A Justiça não pune; quando pune, a
polícia não prende e, quando prende,
trata os presos como feras ou trafica a
sua liberdade... Quanto mais durar esse
ciclo de violência, corrupção e impunidade, mais longe estaremos da paz.
Temos de romper o estranho e generalizado sentimento de paralisia e impotência diante do problema da violência. É preciso não nos habituarmos ao
intolerável. É preciso que tudo isso seja
o nosso pesadelo, e não a realidade, o
pão nosso de cada dia, que o diabo
amassou e que o telejornal nos serve.
Mundo afora, as mulheres vêm tentando encarnar os movimentos pela
paz. O primeiro passo é, sempre, a quebra da indiferença, a inconformidade
com um estado de coisas iníquo.
Em breve estará entre nós um homem
que mereceu o Prêmio Nobel da Paz e
que nada mais faz senão testemunhar
sobre a essência da nossa humanidade.
Para Elie Wiesel, indiferença significa
incapacidade de perceber diferenças,
"estado anormal no qual perde nitidez a
fronteira entre luz e escuridão, alvorada
e crepúsculo, crime e castigo, crueldade
e compaixão, bem e mal".
No Dia Internacional da Mulher, as
mulheres costumam fazer reivindicações.

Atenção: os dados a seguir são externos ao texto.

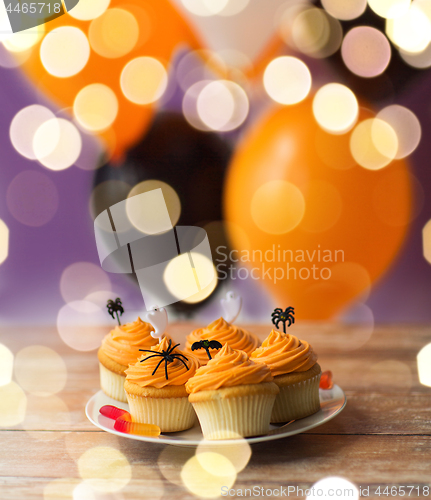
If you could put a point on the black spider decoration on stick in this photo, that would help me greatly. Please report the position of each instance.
(166, 356)
(207, 345)
(115, 308)
(280, 316)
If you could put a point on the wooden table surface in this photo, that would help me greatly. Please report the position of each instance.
(383, 436)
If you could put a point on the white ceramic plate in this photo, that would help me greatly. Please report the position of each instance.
(331, 403)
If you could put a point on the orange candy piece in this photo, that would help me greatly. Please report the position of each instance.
(124, 424)
(326, 381)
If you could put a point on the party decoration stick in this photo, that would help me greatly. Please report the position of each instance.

Que o 8 de março deste ano seja a
ocasião do protesto das mulheres contra a violência que a todos atinge. Um
protesto enfático, sem meias palavras. A
indiferença das autoridades é uma forma de violência. Estamos pedindo satisfações. Estamos cobrando o direito de
viver em paz dentro do nosso país.
Rosiska Darcy de Oliveira, 56, escritora, é presidente do Centro de Liderança da Mulher. Autora,
entre outros, de "A Dama e o Unicórnio" (Rocco).